During this time of being new, I had a mentor on my team who would point me to good resources to learn from, explain the basics (like how to deploy to a server), and help me solve tough problems together. At LinkedIn, I’ve found that people appreciate help when needed and are happy to acknowledge credit amongst each other. I was not so confident at the very beginning and worried that people would judge me by my lack of previous experience, but they didn’t. Instead, they valued my progress and potential.

The open environment here at LinkedIn was also surprising to me. I used to think I wasn’t supposed to talk to other managers or people at higher levels directly, since I’m only an engineer. But it turned out I was wrong; I pinged a manager from a test team whom I’d never met before and asked him how they built the integration test framework. He replied immediately and proposed a meeting to explain the details to me in person. I also expressed at one point my interest in Helix, a framework for distributed systems, and reached out to their team lead. He answered all my questions and accepted my invitation to give a tech talk to our team.

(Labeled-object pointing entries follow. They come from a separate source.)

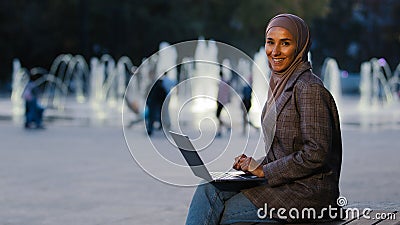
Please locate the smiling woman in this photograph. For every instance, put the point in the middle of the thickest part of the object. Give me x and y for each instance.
(280, 48)
(302, 162)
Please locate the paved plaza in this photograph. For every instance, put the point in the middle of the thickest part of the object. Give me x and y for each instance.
(75, 173)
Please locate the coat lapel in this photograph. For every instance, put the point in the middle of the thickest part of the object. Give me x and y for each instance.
(287, 92)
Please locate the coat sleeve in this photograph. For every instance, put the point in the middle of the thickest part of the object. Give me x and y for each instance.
(313, 107)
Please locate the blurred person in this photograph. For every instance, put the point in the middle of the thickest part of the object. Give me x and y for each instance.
(154, 103)
(223, 98)
(302, 166)
(246, 102)
(33, 110)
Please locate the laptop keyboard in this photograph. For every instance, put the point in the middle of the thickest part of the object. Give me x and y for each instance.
(223, 175)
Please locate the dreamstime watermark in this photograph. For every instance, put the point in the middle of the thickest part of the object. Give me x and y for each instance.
(331, 212)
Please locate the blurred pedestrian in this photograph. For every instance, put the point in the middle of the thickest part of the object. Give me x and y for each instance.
(154, 103)
(168, 84)
(246, 102)
(33, 110)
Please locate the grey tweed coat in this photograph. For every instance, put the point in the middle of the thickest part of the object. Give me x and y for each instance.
(303, 164)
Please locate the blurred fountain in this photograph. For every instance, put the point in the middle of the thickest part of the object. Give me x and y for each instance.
(261, 74)
(51, 95)
(207, 70)
(375, 87)
(20, 78)
(331, 78)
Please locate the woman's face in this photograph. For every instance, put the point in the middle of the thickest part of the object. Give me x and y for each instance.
(280, 47)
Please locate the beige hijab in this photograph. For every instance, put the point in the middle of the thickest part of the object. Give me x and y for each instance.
(299, 29)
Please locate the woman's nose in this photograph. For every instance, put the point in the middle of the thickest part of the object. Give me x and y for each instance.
(276, 50)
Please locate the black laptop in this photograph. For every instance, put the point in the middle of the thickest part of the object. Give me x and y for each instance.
(234, 180)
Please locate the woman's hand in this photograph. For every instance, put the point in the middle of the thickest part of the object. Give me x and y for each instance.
(248, 164)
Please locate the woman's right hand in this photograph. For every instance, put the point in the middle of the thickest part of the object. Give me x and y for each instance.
(236, 164)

I’ve never felt a barrier between different title levels or different teams. People are always willing to share their knowledge and help each other.

Personal development

I took part in the Women-In-Tech (WIT) Invest program last spring, and that experience has greatly shaped my career and life. In the first training class, the instructor asked everyone to stand up and introduce herself. When it was my turn, I spoke a few words about myself. Before I sat down, the instructor asked me to walk towards her. I was a little surprised and didn’t know what was happening. She faced me with a smile and told me to speak loudly and make eye contact with the audience instead of looking downwards, and to stand up straight and walk with confidence. My mom used to tell me those things, too, because she knew I was shy in public and soft-spoken. I was so grateful to the instructor for pointing out this area where I could improve and for helping me change little by little.

Apart from the training sessions and weekly cohort meetings, the WIT Invest program also offered everyone the opportunity to talk privately to a mentor and ask any questions. My mentor assigned me new tasks every time we met to help me overcome my weaknesses and concerns. Before that, I didn’t talk much in team meetings, didn’t like to express my own ideas in public, and didn’t know how to initiate conversations about career management with my manager. After all the trainings and practice, I really gained confidence and felt stronger. I also made new friends with other great women engineers and leaders. We even initiated the first Chinese Spring Festival at LinkedIn this year and organized the event with great success.   

Paying it forward

All these experiences have fostered my growth and enlightened my career. Now I’m much more experienced in solving critical issues and am able to help others solve their problems as well. I can initiate my own design ideas and lead projects from design to implementation. I feel very proud when many people are using a new feature I’ve created. I have also had the opportunity to serve as the mentor for our internal engineering bootcamps on offline data at LinkedIn. Also, this year I spoke at the DeveloperWeek conference in New York, and I volunteered to teach kids to code in HTML/Python at a recent CoderDojo event. I’ve tried all these things that I had never thought about doing before LinkedIn.

Acknowledgements

I’d like to thank my leaders and colleagues who have helped and encouraged me to overcome the difficulties throughout the journey: Suja Viswesan, Vasanth Rajamani, Ameya Kanitkar, Ray Yang, Liang Tang, Cheng Ren, Charlie Summers, Ramana Nagaraj, Janki Akhani, Adam Faris, and Chia-wei Chang.